The by-elections will be held on April 1.
The NLD has nominated 44 candidates including Suu Kyi to run in the parliamentary by-elections, with four more candidates remaining to be named, according to party sources.
Historic bid
Suu Kyi's bid is the latest sign of change in the country after the end of decades of military rule.
The Nobel Peace Prize winner's standing in the April 1 by-elections is seen as a major test of the government's reform credentials following a series of conciliatory gestures by the new nominally civilian government.
Suu Kyi submitted her registration in Kawhmu near Yangon, an area devastated by Cyclone Nargis in 2008, to the delight of crowds of supporters waiting outside.
"Aung San Suu Kyi was the first member of the NLD to register.
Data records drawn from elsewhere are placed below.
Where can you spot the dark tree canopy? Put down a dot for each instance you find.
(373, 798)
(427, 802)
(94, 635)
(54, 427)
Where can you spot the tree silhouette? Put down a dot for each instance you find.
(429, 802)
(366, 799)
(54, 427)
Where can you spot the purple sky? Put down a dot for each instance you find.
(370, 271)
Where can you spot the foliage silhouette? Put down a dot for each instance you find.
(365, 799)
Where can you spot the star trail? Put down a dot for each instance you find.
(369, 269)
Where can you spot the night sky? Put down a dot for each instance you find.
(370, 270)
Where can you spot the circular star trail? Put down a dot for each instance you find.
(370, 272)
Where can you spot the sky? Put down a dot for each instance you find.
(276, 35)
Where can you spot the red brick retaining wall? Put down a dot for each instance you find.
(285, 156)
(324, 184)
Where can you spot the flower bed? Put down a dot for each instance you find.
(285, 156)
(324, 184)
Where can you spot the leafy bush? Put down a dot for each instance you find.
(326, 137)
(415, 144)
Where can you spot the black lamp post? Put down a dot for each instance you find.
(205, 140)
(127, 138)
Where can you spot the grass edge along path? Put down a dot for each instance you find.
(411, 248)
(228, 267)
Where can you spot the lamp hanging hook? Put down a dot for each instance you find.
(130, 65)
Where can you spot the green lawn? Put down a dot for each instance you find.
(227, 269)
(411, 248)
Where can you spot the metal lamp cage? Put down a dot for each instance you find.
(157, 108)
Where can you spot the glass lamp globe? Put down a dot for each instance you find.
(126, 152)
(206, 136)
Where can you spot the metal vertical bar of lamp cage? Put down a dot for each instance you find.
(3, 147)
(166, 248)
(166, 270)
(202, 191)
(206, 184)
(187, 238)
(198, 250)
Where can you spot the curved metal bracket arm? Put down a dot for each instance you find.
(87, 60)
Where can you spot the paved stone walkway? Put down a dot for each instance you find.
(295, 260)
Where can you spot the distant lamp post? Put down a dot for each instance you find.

She's going to run for the lower house," said Win Htein, a senior party official.
The 66-year-old's NLD party has already been given approval to return to the official political arena, against a backdrop of budding reforms including dialogue between the government and the opposition.
The NLD was stripped of its status as a legal political party in 2010 because it boycotted the national election, saying the rules were unfair.
Suu Kyi was released from years of house arrest shortly after the vote.
Since coming to power in March, the new military-backed government has made a series of reformist moves to reach out to political opponents and the West.
These included releasing hundreds of political prisoners and pursuing peace deals with armed ethnic minority rebels.